Alberto Asor Rosa (1933-2022) e la cultura “macchiavellica” dei Gesuiti

 
 

Insieme a Natalino Sapegno e Carlo Salinari, il nome di Alberto Asor Rosa (1933-2022), da poco scomparso, fa parte della triade di storici della letteratura italiana su cui quasi tutti gli studenti superiori e universitari degli ultimi cinquant’anni si sono imbattuti. Dagli Anni Settanta in poi, è stato praticamente impossibile evitare i loro “profili” (Salinari), “compendi” (Sapegno) e “sintesi” (Asor Rosa) della letteratura italiana. Tutti e tre marxisti, anche se Asor Rosa “eterodosso” ed inquieto, sono state figure dell’egemonia della cultura di sinistra negli studi letterari.

Di Asor Rosa, in particolare, oltre alla Sintesi di storia della letteratura italiana (1972), è da apprezzare la raccolta Genus italicum. Saggi sulla identità letteraria italiana nel corso del tempo (1997) in cui si cimenta col tema dell’identità italiana attraverso gli scrittori che hanno fatto la letteratura italiana, da Boccaccio a Italo Calvino, da Guicciardini a Dino Campana. Molti dei tratti idiosincratici della cultura italiana trovano nella letteratura uno specchio rivelatore di sé stessi.

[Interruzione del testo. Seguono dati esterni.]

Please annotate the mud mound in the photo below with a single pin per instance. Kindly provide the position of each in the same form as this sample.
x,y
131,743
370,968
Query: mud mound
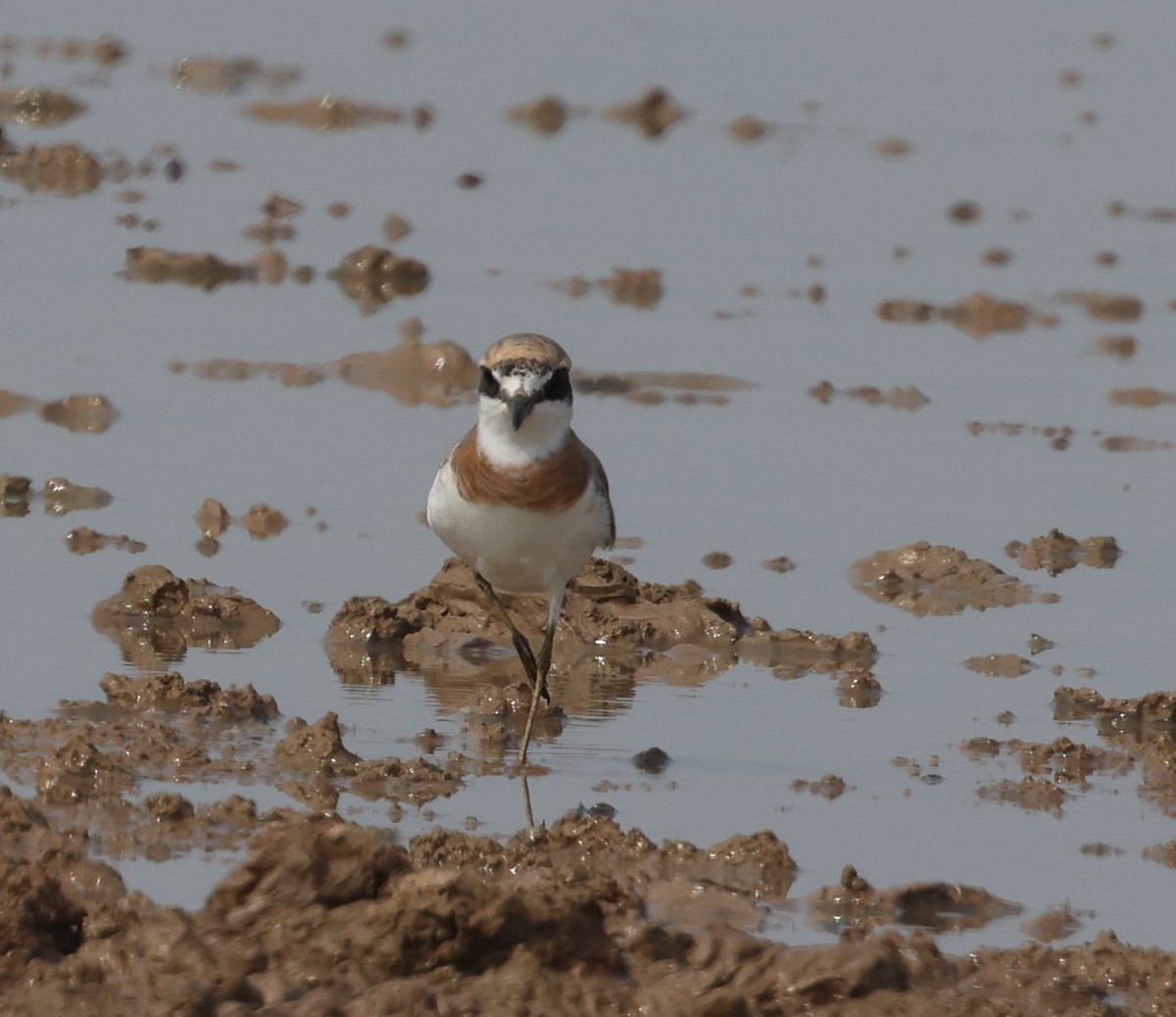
x,y
327,917
936,580
627,626
157,617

Più storico della cultura che filologo, nel decennio caldo degli Anni Settanta, Asor Rosa si è concentrato sul Seicento, secolo nodale che vede l’inizio del declino della cultura italiana nel contesto europeo. Paolo Sarpi e Galileo (entrambi appartenenti alla prima metà del Seicento) sono gli ultimi esponenti di una cultura italiana dal respiro cosmopolita: non è un caso che entrambe le figure esprimono un abbrivio culturale “religioso” ma non aderente ai canoni restrittivi del cattolicesimo del tempo. 

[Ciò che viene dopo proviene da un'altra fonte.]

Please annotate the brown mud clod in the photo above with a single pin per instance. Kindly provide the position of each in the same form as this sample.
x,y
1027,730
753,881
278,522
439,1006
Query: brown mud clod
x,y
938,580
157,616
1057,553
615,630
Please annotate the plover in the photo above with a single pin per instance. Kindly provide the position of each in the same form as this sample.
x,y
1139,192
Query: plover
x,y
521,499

Il libro chiave di questo periodo e di questa attenzione è La cultura della Controriforma (1974) in cui Asor Rosa è attratto dai dispositivi ideologici e dalle pratiche egemoniche messe in campo dalla cultura cattolica per controllare, talvolta reprimere e comunque provare a dirigere la modernità emergente. Da buon gramsciano attento al tema dell’egemonia culturale, Asor Rosa studia le modalità dello spirito controriformistico, in modo particolare quello dei Gesuiti. 

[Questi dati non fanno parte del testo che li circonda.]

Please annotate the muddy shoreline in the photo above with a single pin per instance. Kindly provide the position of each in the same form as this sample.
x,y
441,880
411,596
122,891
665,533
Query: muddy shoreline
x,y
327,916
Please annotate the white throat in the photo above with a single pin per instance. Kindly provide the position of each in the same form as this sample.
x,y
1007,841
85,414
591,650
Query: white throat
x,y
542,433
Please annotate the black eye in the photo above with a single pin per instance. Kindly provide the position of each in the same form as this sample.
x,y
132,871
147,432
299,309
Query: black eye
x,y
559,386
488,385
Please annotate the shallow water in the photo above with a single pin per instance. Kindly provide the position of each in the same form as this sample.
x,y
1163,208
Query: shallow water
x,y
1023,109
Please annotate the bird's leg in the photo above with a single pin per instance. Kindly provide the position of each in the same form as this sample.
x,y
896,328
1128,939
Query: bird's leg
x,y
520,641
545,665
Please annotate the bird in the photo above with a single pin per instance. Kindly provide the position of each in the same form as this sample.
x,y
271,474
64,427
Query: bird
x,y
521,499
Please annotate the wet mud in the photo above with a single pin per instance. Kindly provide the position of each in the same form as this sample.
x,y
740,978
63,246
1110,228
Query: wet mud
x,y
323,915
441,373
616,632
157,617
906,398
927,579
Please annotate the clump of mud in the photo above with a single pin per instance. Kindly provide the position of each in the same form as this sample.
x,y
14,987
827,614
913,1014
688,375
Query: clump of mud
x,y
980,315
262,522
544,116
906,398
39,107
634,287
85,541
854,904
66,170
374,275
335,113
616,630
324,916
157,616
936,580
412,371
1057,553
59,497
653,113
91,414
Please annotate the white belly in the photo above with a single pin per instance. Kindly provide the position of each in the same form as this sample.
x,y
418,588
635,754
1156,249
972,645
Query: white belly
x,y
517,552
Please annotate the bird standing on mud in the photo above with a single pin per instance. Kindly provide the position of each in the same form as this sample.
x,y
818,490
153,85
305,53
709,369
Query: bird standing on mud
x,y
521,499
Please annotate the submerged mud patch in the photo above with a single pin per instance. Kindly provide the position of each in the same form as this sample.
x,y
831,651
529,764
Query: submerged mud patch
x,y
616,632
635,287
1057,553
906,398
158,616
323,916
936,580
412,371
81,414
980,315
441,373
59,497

Com’è noto, i Gesuiti erano nati come ordine nel Cinquecento (1534) per cercare di contrastare la diffusione della Riforma usando le stesse “armi” della Riforma: la cultura alta innestata su una spiritualità profonda. Ora, nel secolo successivo, i Gesuiti sono all’avanguardia nello spingere la cultura cattolica ad andare oltre lo spirito censorio e condannatore. Nella loro abilità di cercare strade nuove, fortemente legate al magistero e all’istituzione cattolica e al contempo segnate da creatività e apertura alla sperimentazione, i Gesuiti provano a trovare un punto di equilibrio tra la cultura religiosa d’impronta controriformistica e la tradizione rinascimentale “laica”. Non l’opposizione frontale, ma l’assorbimento avvolgente è il tratto del gesuitismo. Il risultato sperato è l’uscita dall’isolamento della cultura ecclesiastica rispetto alla modernità, nel tentativo di mantenere un ruolo egemonico per la chiesa cattolica all’interno della situazione mutata e in mutamento. In un certo senso, i Gesuiti sono più “macchiavellici” del laico Macchiavelli: più astuti, più spregiudicati, più furbi del “principe” della cultura italiana che pensava di emanciparsi dalla tutela del cattolicesimo. Come nel Cinquecento avevano imparato la lezione della Riforma per combatterla sul suo terreno, così nel Seicento hanno imparato la lezione del Principe per non retrocedere di fronte all’avanzata della modernità. 

Tutto ciò ha affascinato il gramsciano Asor Rosa, pure lui interprete di un’altra cultura dell’egemonia: quella marxista. In questa lotta per l’egemonia, i Gesuiti sono una “élite” del cattolicesimo che prova a non soccombere e a rilanciare l’aspirazione al primato spirituale e culturale della chiesa cattolica.

Asor Rosa non solo ha studiato i meccanismi dell’egemonia cattolica ad opera dei Gesuiti del Seicento, ma è stato interprete dell’egemonia di sinistra sulla cultura italiana. L’Italia è stata stretta tra queste due egemonie: cattolica e marxista, non sviluppando un tessuto plurale e veramente aperto e rimanendo semmai soffocata dalla morsa.